We Live in a Tree for One Month Every Year

A Christmas story by Reina Hardy

We Live in a Tree for One Month Every Year

Welcome to Recommended Reading’s new Monday supplement, a biweekly home for short prose, poetry, and comics.

Bigfoot on the Beach

Issue №1 | We Live in a Tree for One Month Every Year

by Reina Hardy

We are fragile, but immortal, somewhere between mayflies and unicorns. Eleven months of the years we sleep wrapped in tissue paper in big red boxes, until we are lifted and carried down, and carefully uncovered. By that time the tree is ready, covered in lights and red glass balls and golden ribbons. The tree used to be a stranger every year, a strange-smelling, god-like thing, sticky with sap, who knew things we didn’t know, but now the tree is more like us. It stays in a red dark bag in the basement most of the time.

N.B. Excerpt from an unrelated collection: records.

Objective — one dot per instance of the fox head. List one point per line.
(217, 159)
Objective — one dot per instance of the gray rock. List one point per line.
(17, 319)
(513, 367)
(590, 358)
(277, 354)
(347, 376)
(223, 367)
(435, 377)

Light comes down through the box lid. It stays on till we hear the only songs we know, and then the girl lifts them off. She has been tall enough now for so many Christmases, and she knows all of us that are worth knowing. She makes sure that we stay by our loved ones, and our friends. She makes sure that we do our jobs.

The goose girl must await her geese.

The giraffe puppet and the top hat lion are married now, after a long courtship.

The beautiful glass king stag must hang a little hidden from view, with a green or blue light to illuminate him. Only then can his magic and beneficence filter through the house.

All of the other precious ornaments must be seen, even if they are new.

The old and unlovely are hidden below the window and behind the tree, but never do they stay in the box.

The new and unlovely go high, facing the window, but away from the family. They shout back to us about passerbys and dogs, which we have not seen for some time.

Angels and moons and suns and stars must go near the top.

Birds must nestle in lower branches, except for the doves, which must wait on Galatea.

Galatea is the angel that holds the reins of the world. She is lashed to the highest point of the tree and she watches over all of us (the reins of the world are the golden ribbons.)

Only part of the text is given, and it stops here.